I conduct large-scale field projects, often involving original data collection and survey, lab-in-the-field, or field experiments. Please follow the links below to access materials for select individual projects, including design documents, materials used for piloting and implementation, survey instruments, etc. Publications that resulted from these projects can be found in the Publications tab.
Keeping the Public Purse: How Windfalls, Taxes, and Information Affect Political Behavior. This project involved an original survey and lab-in-the-field experiment implemented in Indonesia to identify how taxes versus windfalls (and information) affected willingness to be politically engaged and hold politicians accountable.
Post-conflict reintegration in Aceh, Indonesia. This project, conducted in collaboration with the World Bank, examines the effect of a community-driven development program on economic and social outcomes (with Patrick Barron, Macartan Humphreys, and Jeremy Weinstein). I also use data from this project to examine the effects of aid targeting on capture and conflict at the community-level (with Camille Strauss-Kahn and Korhan Kocak). The project involved original surveys with households, ex-combatants, and village-heads as well as multiple quasi-experimental research designs.
Understanding pressure to reform sectarian politics in Lebanon. While there are many countries that appear to be deeply divided along ethnic or sectarian lines, it is often difficult to understand the true levels of public support for ethnic politics as well as the conditions under which such support might be weakened. This project (implemented with Leslie Marshall, Sami Atallah, and the Lebanese Center for Policy Studies) investigated the sources of support for sectarian politics and as well as how social interaction and cross-cutting identities affect that support using a nationally representative survey, discussion experiments, and behavioral games.
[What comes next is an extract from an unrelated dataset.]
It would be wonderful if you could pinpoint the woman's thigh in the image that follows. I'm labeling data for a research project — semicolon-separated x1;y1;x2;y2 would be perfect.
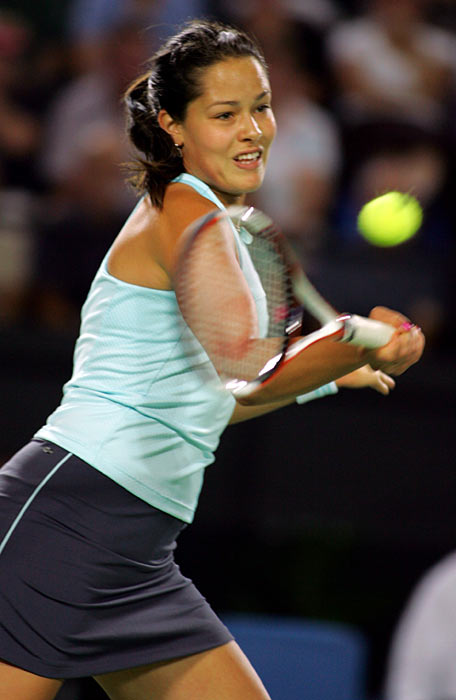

Criminality among demobilized combatants in Colombia. While social scientists have long examined the factors that drive individuals to engage in armed rebellion, less is known about why combatants engage in crime following demobilization. This project (conducted with Sarah Daly and Cyrus Samii) aimed to understand both the social and economic drivers of crime participation among demobilized combatants and how those factors–often studied in isolation–interact with one another. It involved conducting original surveys of demobilized combatants both in prison and in their communities and extensive collaboration with Colombian government agencies, peace-keeping forces, and civil society organizations.